Phishing is not a new phenomenon – it has been the most common attack vector for cybercriminals for a number of years – but, due to the increasing complexity of phishing emails, knowing how to spot phishing is becoming more important than ever before.
In spite of advances in anti-virus protocols and detection technology, phishing attacks continue to increase in number and impact. Everyone is a target in today’s cyberwar climate but, by educating your workforce about how to spot phishing and deal with phishing attacks appropriately, today´s targets can become the primary defense sentinels of the future.
Step 1 of How to Spot Phishing is Knowing What a Phish Is
The first step in spotting a phishing email comes with understanding what a phishing email is. The most accurate definition of a phishing email is an email sent to a recipient with the objective of making the recipient perform a specific task. The attacker may use social engineering techniques to make their email look genuine, and include a request to click on a link, open an attachment, or provide other sensitive information such as login credentials.
Socially engineered phishing emails are the most dangerous. They are constructed to be relevant and appear genuine to specific recipients. The recipient is more trusting of the email and performs the specific task requested in the email. The results can be devastating. If the recipient clicks on a link to a malware-infected website, opens an attachment with a malicious payload or divulges their login credentials, an attacker can access a corporate network undetected.
Tips for How to Spot a Phishing Email
Socially engineered phishing emails often evade detection by email filters due to their sophistication. They have the right Sender Policy Frameworks and SMTP controls to pass the filter´s front-end tests and are rarely sent in bulk from a blacklisted IP address to avoid being blocked by Realtime BlackHole Lists.
However, phishing emails often have common characteristics. Although not universal, if a workforce is advised of these characteristics – and told what action to take when a threat is suspected – the time invested in training a workforce how to spot a phishing email can thwart attacks and network infiltration by the attacker.
Emails Demanding Urgent Action
Emails threatening a negative consequence unless urgent action is taken can often be one way of how to spot a phishing email. Attackers often use this approach to rush recipients into an action before they have had the opportunity to study the email for potential flaws or inconsistencies.
Emails with Bad Grammar and Spelling Mistakes
Another typical sign of how to spot phishing is bad grammar and spelling mistakes. Many companies apply spell-checking tools to outgoing emails by default to ensure their emails are grammatically correct. Those who use browser-based email clients apply autocorrect or highlight features on web browsers.
Emails with an Unfamiliar Greeting or Salutation
Emails exchanged between work colleagues usually have an informal salutation. Those that start with “Dear” or contain phrases not normally used in informal conversation could be indicators that they originate from an attacker and should arouse suspicion.
Inconsistencies in Email Addresses, Links & Domain Names
Another way how to spot phishing is by finding inconsistencies in email addresses, links and domain names. Does the email originate from an organization corresponded with often? If so, check the sender´s address against previous emails from the same organization.
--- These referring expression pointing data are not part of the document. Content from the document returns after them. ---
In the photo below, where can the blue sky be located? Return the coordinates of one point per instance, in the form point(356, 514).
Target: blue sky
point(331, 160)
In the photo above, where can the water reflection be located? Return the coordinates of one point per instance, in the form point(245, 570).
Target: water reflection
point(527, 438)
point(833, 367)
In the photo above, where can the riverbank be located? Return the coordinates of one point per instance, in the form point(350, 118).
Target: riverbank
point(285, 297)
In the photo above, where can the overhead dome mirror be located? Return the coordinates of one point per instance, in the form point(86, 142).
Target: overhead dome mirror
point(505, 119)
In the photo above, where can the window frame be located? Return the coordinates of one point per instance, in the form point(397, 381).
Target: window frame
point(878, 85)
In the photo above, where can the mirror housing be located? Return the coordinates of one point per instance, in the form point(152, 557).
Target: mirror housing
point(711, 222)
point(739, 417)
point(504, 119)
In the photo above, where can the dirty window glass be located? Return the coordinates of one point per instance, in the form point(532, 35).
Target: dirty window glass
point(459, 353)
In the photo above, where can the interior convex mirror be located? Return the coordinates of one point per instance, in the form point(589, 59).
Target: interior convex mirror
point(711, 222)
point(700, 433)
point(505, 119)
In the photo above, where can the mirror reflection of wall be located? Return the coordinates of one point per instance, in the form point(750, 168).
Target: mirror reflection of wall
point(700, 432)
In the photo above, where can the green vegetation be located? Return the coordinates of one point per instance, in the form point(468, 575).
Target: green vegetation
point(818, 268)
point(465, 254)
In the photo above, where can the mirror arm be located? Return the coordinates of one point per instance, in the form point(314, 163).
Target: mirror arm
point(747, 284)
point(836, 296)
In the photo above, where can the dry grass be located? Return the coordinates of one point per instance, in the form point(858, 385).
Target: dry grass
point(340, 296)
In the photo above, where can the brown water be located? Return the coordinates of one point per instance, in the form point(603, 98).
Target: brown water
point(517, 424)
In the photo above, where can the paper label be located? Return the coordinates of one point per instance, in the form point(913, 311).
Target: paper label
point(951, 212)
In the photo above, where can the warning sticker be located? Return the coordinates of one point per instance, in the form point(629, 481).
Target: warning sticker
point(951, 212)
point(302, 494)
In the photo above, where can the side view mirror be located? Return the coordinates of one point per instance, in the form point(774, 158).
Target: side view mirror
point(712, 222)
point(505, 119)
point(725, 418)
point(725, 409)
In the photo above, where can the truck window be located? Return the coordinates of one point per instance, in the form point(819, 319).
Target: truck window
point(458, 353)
Look to see if a link is legitimate by hovering the mouse pointer over the link to see what pops up. If an email allegedly originates from (say) Google, but the domain name reads something else, report the email as a phishing attack.
Most work-related file sharing now takes place via file-sharing facilities such as Dropbox. Therefore emails with attachments should always be treated suspiciously – especially if they have an unfamiliar extension or one commonly associated with malware (.zip, .exe, .scr, etc.).
Emails Requesting Login Credentials, Payment Information or Other Sensitive Information
Emails originating from an unexpected or unfamiliar sender that request login credentials, payment information or other sensitive information should always be treated with caution. Spear phishers can forge login pages to look similar to real thing and send an email containing a link that directs the recipient to the fake page. Whenever a recipients is redirected to a login page, or told a payment is due, they should refrain from inputting information unless they are 100% certain the email is legitimate.
Too Good to Be True Emails
Too good to be true emails are those which incentivize the recipient to click on a link or open an attachment by claiming there will be a reward of some nature. If the sender of the email is unfamiliar or the recipient did not initiate the contact, the likelihood is this is a phishing email.
“If You See Something, Say Something”
Conditioning your workforce how to spot phishing emails and report suspicious emails – even when opened – should be a workforce-wide exercise. The chances are that if one of your workforce is the subject of a phishing attack, others employees will be as well. “If you see something, say something” should be a permanent rule in the workplace, and it is essential that employees have a supportive process for reporting emails they have identified or opened.
The reporting of potential phishing attacks and opened suspicious emails enables security personnel to secure the network in good time – mitigating the risk that a threat will spread to other areas of the network and minimizing the access an attacker has to the network. It is also a good practice to identify which employees spot actual phishing email in order to prioritize action when multiple reports of a phishing attack are received.